Five of nine people aboard a GCI plane that crashed near Dillingham are reported dead, according to the National Transportation Safety Board. A spokesman for former U.S. Sen. Ted Stevens said Tuesday morning that Stevens was on board the plane and is among the dead.
"I can confirm to you that the senator died in the crash," said Mitch Rose, former chief of staff to Stevens.
Also aboard the plane was former NASA administrator Sean O'Keefe, according to media reports.
Another plane spotted the wreckage 17 miles north of Dillingham at around 7 p.m. Monday, according to the Alaska Air National Guard. Rescuers were expected to reach the wreckage at midnight, but a handful of good Samaritans were on the scene earlier in the evening, Guard spokesman Maj. Guy Hayes said Monday night.

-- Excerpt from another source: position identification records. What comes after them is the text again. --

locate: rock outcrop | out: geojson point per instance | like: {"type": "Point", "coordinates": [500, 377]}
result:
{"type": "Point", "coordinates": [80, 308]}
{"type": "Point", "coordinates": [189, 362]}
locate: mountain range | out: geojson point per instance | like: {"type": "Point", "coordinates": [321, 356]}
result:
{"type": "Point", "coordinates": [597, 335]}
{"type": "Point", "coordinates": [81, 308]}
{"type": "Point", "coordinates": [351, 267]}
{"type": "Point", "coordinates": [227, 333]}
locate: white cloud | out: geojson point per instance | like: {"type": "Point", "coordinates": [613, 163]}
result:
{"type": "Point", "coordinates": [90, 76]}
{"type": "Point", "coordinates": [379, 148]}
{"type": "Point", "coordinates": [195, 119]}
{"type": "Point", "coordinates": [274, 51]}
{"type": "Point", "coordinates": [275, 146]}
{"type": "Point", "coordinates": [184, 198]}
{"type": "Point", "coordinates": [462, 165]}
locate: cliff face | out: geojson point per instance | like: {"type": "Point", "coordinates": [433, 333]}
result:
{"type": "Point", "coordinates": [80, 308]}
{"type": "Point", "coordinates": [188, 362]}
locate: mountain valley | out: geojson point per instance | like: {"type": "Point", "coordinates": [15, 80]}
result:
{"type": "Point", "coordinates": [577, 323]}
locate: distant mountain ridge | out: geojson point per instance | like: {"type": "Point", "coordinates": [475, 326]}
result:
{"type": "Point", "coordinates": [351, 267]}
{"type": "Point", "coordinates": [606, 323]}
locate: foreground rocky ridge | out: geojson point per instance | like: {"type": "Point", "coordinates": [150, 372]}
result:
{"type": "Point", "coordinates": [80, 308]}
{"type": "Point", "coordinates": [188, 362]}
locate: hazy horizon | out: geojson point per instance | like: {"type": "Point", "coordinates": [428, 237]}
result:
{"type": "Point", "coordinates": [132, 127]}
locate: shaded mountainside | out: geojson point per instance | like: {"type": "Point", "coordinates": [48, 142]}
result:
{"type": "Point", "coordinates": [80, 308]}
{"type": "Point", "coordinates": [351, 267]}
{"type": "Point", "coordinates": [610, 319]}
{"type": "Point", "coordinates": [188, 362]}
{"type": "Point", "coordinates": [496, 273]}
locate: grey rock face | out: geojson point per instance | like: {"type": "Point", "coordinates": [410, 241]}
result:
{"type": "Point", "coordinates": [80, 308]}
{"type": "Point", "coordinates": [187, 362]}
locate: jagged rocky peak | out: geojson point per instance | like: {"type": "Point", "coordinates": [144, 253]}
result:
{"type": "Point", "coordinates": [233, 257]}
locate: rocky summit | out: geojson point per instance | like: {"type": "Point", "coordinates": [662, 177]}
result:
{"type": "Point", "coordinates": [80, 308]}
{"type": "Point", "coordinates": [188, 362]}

The downed plane -- a 1957 DeHavilland DHC-3 Otter -- is registered to General Communications Inc., according to a friend of one of the people believed to have been on the plane. The Anchorage-based telecom company operates a lodge near Dillingham. In summer, GCI employees, clients and guests routinely fly to the lodge on GCI's plane.
A friend of Stevens' confirmed to Alaska Dispatch that he was on the plane. But who died and who survived is unknown as of 8:50 a.m. Tuesday. In a statement released shortly before 10 a.m. Tuesday, GCI president and CEO Ron Duncan said the company was not able to confirm specific information about the plane's passengers.
"We are aware of news reports stating that four of the nine individuals on board the aircraft have survived," Duncan's statement reads. "At this point, I cannot confirm or comment on these reports. We are waiting for authoritative information from the rescue units. All of our energies are focused on working with the rescue units and mobilizing to support the families and friends of the individuals on the aircraft."
The Air National Guard landed a helicopter at the crash scene at about 7:30 a.m., according to a Guard press release, and medical workers are currently treating victims at the scene. A U.S. Coast Guard C-130 is providing overhead support and will be available to fly victims in need of serious medical care from Dillingham to Anchorage.
Coverage of Ted Stevens
No matter whether an Alaskan calls former Senator Ted Stevens "Uncle Ted" with fondness or derision, that Alaskan cannot deny that the Great Land would not be what it is today without him.
Stevens' career in government service and politics began when he was appointed U.S. Attorney in Fairbanks in 1953. Over the next several years, Stevens shut down gambling halls on the Last Frontier and helped the territory win its statehood by advising the Secretary of Interior. He shepherded a settlement that protected the ancestral lands of Alaska's native people and ushered in the state's 1970s oil boom. Stevens drafted complex laws governing the Bering Sea's prolific fisheries -- and as a master of the Senate earmarking game, helped Alaska secure tens of billions of federal money, which brought many rural villages into the modern era. He spent nearly 40 years in the U.S. Senate -- making him the longest-serving Republican in Congress's upper chamber.
Stevens' legacy was tainted by his relationship with oilman Bill Allen, who was at the center of a sweeping political corruption scandal. In fall 2008, Stevens was convicted in a Washington, D.C. federal court for not reporting gifts from Allen, but the judge later threw out the conviction, citing prosecutorial misconduct. Still, Stevens lost his bid for reelection in November 2008 to Anchorage Mayor Mark Begich, a Democrat.
Begich issued the following statement Tuesday: "I join Alaskans and others across the country waiting for details of last night's tragic plane crash near Dillingham. My thoughts and prayers are with those on board the plane and their families as we wait for more information."
Begich's father, Nick Begich, died in a plane crash in 1972 in Alaska. He was the state's lone U.S. representative.
Stevens' death in an aviation accident would contain a sad kind of congruence. At Anchorage International Airport in 1978, before it was named after him, the former senator survived a Learjet crash which claimed the lives of five fellow passengers, including his first wife Ann, with whom he had five children.
In 1944, Stevens earned his wings in the Army Air Corps, and flew transport aircraft for the next two years in the China-Burma-India theater of World War II. During his service, he was awarded the Distinguished Flying Cross, the U.S. military's highest individual honor for aviation heroism.
After the war, Stevens earned a B.A. in Political Science from UCLA, and then a law degree from Harvard Law School. He began practicing law in Washington D.C. for the firm of Northcutt Ely and became a legal advisor for Usibelli Coal Mine in Healy, Alaska. In 1952, Stevens drove up the Alaska Highway to practice law in Fairbanks, and in 1953, he was appointed U.S. Attorney there.